Support #40906
openFull CephFS causes hang when accessing inode.
0%
Description
Our CephFS filled up and we are having trouble operating on a directory that has a file with a bad inode state. We would like to just have CephFS delete this bad inode, we can remove the RADOS objects manually if needed.
Updated by Robert LeBlanc over 4 years ago
The complete logs were 81GB, so I just filtered on the client session. If you need some more complete logs, let me know the time span you want. The cluster was doing about 1.5K ops/s.
https://owncloud.leblancnet.us/owncloud/index.php/s/4KCp4UMclt4qfwZ
Updated by Zheng Yan over 4 years ago
The log does not contain information about the bad inode.
To use rados to delete inode
1. find inode number of parent directory
2. rados -p cephfs_metadata listomapkey <inode number of parent directory in hex>.00000000.
3. rados -p cephfs_metadata rmomapkey <inode number of parent directory in hex>.00000000 <file name>_head
Updated by Patrick Donnelly over 4 years ago
- Tracker changed from Bug to Support
- Status changed from New to Rejected
This discussion should move to the ceph-users list: https://lists.ceph.io/postorius/lists/ceph-users.ceph.io/
Updated by Patrick Donnelly over 4 years ago
- Status changed from Rejected to New
Reopening this as I see now that Zheng asked you to create the ticket.
Updated by Robert LeBlanc over 4 years ago
Will deleting the RADOS object for the inode going to cause more problems with the MDS because they get out of sync?
Updated by Zheng Yan over 4 years ago
after delete omap key. use scrub_path asok command to repair parent directory
Updated by Robert LeBlanc over 4 years ago
Okay, I'll give it a shot next week on some of my smaller directories.
Just to be sure I understand the process.
1. Delete all RADOS objects for the bad inode. <inode_in_hex>.00000000-<inode_in_hex>.xxxxxxxx (file size divided by 4MB or all parts listed in `rados ls`.
2. Find the inode for the parent directory `ls -id /parent_dir`.
3. Get the omap key for the parent directory in the cephFS metadata pool `rados -p cephfs_metadata listomapkey <inode number of parent directory in hex>.00000000`
4. Remove the omap key for the bad file, basically 'erasing' it from the file system metadata. `rados -p cephfs_metadata rmomapkey <inode number of parent directory in hex>.00000000 <file name>_head`
5. Have ceph rescan the directory and rebuild an index to make sure it is in sync?? `ceph daemon mds.0
scrub_path /parent_dir` (do I need to specify a pool or files system or is mds.0 good enough, I'm not finding a lot of information about this command.)
If I understand what is going on, it helps me to feel more comfortable about it.
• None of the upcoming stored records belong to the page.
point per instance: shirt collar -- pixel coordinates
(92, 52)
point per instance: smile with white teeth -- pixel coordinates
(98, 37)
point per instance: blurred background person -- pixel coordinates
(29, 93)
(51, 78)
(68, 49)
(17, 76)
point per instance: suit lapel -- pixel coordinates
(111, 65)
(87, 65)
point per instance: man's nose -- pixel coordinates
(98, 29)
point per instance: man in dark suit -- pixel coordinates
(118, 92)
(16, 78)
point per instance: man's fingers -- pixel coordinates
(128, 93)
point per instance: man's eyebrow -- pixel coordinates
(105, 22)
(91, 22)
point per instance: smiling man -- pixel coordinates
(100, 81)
Thanks!
Updated by Robert LeBlanc over 4 years ago
Please confirm that I understand the process so that I can give it a try.
Thanks!
Updated by Robert LeBlanc over 4 years ago
Okay, we had another data corruption incident, so I took some time to try looking deeper into the problem. I did some scan_path runs on some sub directories (we have a very large FS so doing it all at once is rough). I scanned the top directory here and it found some issues that it fixed, but walking all the files and sub directories, this one still had problems. I tried scan_path on the directory above it and it didn't find anything. I targeted one file in this example, when I pulled the object from RADOS, it was zero size, but the xattrs looked in tact. I'm guessing there is some discrepancy in the omap causing issues, I could not find any documentation on the format, but I figured out that the inode is in bytes 15-26(? not sure of the exact end) in big endian order. So I was able to figure out what the inode of the 'bad' file was to check it. I hope this helps.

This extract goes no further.